When I was in high school, I saw a number of really great aircraft illustrations from the United States that I thought were really cool, and I decided I wanted to draw like that, too. So after I graduated, I entered a design school in Tokyo. I think that was around 1965.

But I ended up not going to classes very much. I was hired as a part-time assistant at a professional design office. And after graduation, they hired me full-time.

Me262
Detail of Koike's art from Hasegawa's 1/32 Me262 kit, the company's second kit of that scale. Circa 1978. Even modest action, like these bombs being dropped, is hard to find in his more recent work.

Four years after graduation, I went independent. As a freelancer, I was doing both design and illustration at first. I'd draw anything at all, and got a lot of work so I was really busy.

I started working crazy hours, and working all night. I'd been at that for maybe six months or so when one day, while travelling, I suddenly threw up blood. I saw a doctor on the road and he hospitalized me immediately. I had tuberculosis. They put me in a sanitarium for TB patients for about a year. Once I got out, I got married. That was 1972 and I was 25 years old.

The first aircraft related job I ever got was doing the poster for one of the first Japan Air and Space Shows. After doing that job several times, through a connection with them I started drawing pinup pages for a magazine called Tsubasa ("wings") for several years. That job eventually led into the Fuji Heavy Industries calendar. And that's been going on for 36 years now, I think. I would have never guessed it would continue for so long!

About that time, I also took several of my illustrations and went to Hasegawa to sell my services. The first job they gave me was the box art for their kit of the F-15 prototype. You know, the one with the orange wings. That was in 1/72. It's discontinued now.

Fw190

Focke-Wulf 190s pass a flaming B-24 in this detail from a Hasegawa 1/72 scale model box, circa 1977. Koike no longer paints "action" scenes like this.
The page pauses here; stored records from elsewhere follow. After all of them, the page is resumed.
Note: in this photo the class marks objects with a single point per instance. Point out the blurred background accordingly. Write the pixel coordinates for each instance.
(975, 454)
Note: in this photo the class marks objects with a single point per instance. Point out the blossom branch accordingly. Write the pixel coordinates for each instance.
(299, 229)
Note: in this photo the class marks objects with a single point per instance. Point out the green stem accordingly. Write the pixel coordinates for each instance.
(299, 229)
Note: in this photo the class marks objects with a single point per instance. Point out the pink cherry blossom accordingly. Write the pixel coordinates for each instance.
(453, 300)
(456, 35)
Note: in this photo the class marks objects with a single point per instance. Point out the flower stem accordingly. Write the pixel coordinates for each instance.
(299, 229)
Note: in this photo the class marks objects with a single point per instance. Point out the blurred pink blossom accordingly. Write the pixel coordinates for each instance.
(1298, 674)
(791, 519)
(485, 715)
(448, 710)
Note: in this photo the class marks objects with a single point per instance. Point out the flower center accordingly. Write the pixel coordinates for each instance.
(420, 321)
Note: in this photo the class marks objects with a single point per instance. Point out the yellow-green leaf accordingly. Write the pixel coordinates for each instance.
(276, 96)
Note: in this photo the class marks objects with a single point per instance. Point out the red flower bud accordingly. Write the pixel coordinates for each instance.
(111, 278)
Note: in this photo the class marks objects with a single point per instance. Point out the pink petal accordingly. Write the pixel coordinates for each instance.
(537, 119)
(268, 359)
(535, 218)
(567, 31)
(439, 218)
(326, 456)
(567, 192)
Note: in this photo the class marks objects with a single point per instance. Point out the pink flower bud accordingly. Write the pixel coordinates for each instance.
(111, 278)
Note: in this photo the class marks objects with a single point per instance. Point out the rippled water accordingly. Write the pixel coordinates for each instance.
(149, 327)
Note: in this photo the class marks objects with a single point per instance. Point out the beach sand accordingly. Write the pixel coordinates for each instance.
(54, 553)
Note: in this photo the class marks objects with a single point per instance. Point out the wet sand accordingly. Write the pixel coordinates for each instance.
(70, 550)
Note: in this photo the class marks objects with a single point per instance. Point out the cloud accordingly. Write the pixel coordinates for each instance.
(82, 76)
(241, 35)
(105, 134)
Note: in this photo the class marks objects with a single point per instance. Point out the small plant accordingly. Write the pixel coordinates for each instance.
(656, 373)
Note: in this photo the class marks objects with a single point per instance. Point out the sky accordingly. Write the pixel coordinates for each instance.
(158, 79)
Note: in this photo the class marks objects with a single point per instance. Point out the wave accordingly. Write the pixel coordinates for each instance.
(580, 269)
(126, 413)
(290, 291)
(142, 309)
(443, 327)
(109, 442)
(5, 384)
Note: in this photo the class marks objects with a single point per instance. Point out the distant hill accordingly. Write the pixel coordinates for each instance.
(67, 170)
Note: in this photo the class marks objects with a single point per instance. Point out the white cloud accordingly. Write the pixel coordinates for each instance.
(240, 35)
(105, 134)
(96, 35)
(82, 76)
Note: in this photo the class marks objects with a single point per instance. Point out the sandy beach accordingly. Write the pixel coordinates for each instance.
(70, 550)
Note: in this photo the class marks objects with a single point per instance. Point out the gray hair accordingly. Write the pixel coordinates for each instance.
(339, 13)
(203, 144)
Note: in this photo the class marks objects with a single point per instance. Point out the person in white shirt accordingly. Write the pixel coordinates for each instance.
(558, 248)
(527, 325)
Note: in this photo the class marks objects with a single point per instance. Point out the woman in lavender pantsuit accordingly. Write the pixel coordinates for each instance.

For Hasegawa, I was drawing airplanes, tanks, ships, yachts, whatever they asked me to. I loved plastic models, and these were plastic model boxes so I was having a lot of fun. Hasegawa didn't really put any restrictions or suggestions on what I drew, so I tried to make them look as cool as I could. But I didn't really care for painting action scenes, or war scenes, so I didn't do those kinds of illustrations. I think that's actually what made my work stand out back in that period.

A collection of my Hasegawa and Fuji Heavy illustrations called Flyover was published in 1991. Since then, there's been Flying Colors, Flying Colors 2 and most recently Flying Colors 3. With the publication of each one, it seems sort of like I've reached a conclusion of some kind, but I'm still always thinking about what to draw next!

I guess I'm pretty lucky to have been able to work out of my house for so long without hardly any self-promotion. I don't think of myself as a painter, but rather an illustrator. Not an artist, but rather a craftsman. I'd like to keep this illustrator job for another 10 years or so. I hope I can.

Fokker F.32

 

A Fokker F.32 as portrayed in ink for a Japanese aviation periodical, 1980. Koike only works in acrylics today.

I want to continue to see people's reactions to my work, and to try some new styles and techniques. But I'll keep doing airplanes! Drawing beautiful aircraft in flight is very enjoyable.

I could go for a deeper level of hyper-realism in the work I do for the Fuji Heavy Industries calendar if I wanted to. But I don't find painting that sort of hyper-realism to be enjoyable, and I think paintings like that become boring pretty quickly. I want to keep painting flying aircraft and if I cannot put a little emotion and interpretation into it, it's not interesting for me, and the result is not interesting for the viewer. I want to create images that will hold the viewer's interest for a long time.